Earlier this week the European Commission published a speech by European Commissioner for consumer affairs Meglena Kuneva which touched on data protection. She warned a meeting of industry representatives about popular practices such as online data collection and consumer targeting and profiling. 

EU officials are concerned by the growing use of “deep-packet inspection” technologies that allow broadband providers to track online activity, letting websites monitor browsing history patterns.

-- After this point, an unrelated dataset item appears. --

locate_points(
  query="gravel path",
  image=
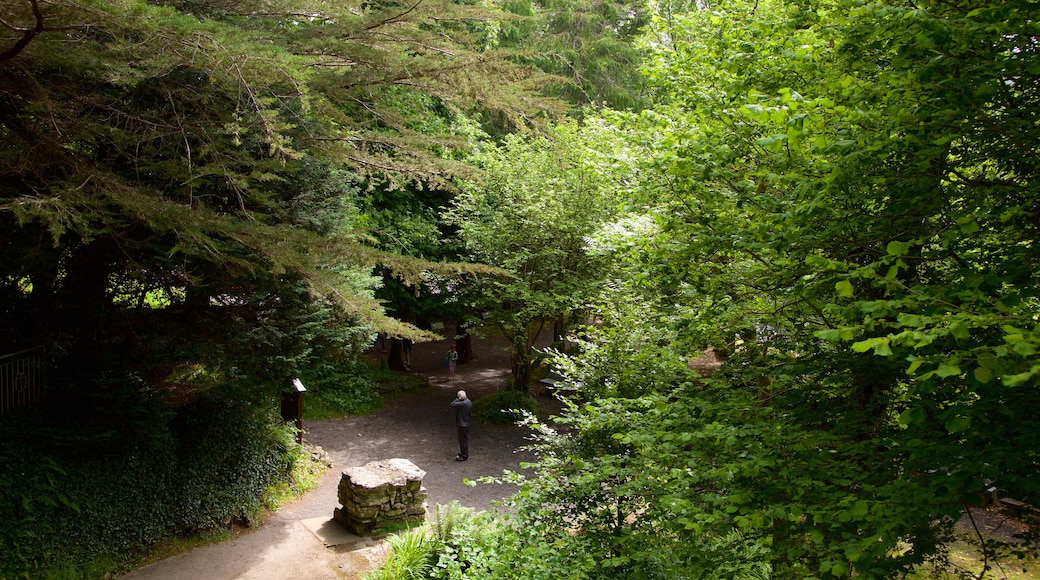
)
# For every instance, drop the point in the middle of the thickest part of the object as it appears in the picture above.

While advertising supported many internet services and the retention of data that tracked customers’ preferences was useful for marketing purposes, the Commissioner said that privacy policies about data collection activities needed to be both transparent and fair, with consumers being better able to control how and when data was being collected and for what purpose. 
Warning that Europe could not afford any “foot-dragging” in this area, she emphasised that if industry failed to respond to consumers’ concerns, the EC would introduce regulation to control the activities of online advertisers and website operators, concluding:
“Today I want to send one very clear message to those involved in all aspects of the digital world – Consumer rights must adapt to technology, not be crushed by it. The current situation with regard to privacy, profiling and targeting is not satisfactory.

The central issue is to transpose the principles of consumer policy to this new technological reality so that we maintain our traditional boundaries of what is right and what is not, what damages people and markets and what favours and nurtures them.

This will involve consumers, business and regulators. But it is regulators that bear the ultimate responsibility of ensuring markets work well and develop their greatest potential with the interest of citizens at heart. I want to send a warning signal today that we cannot afford foot dragging in this area. If we fail to see an adequate response to consumers concerns on the issue of data collection and profiling, as a regulator, we will not shy away from our duties nor wait for a cataclysm to wake us up”.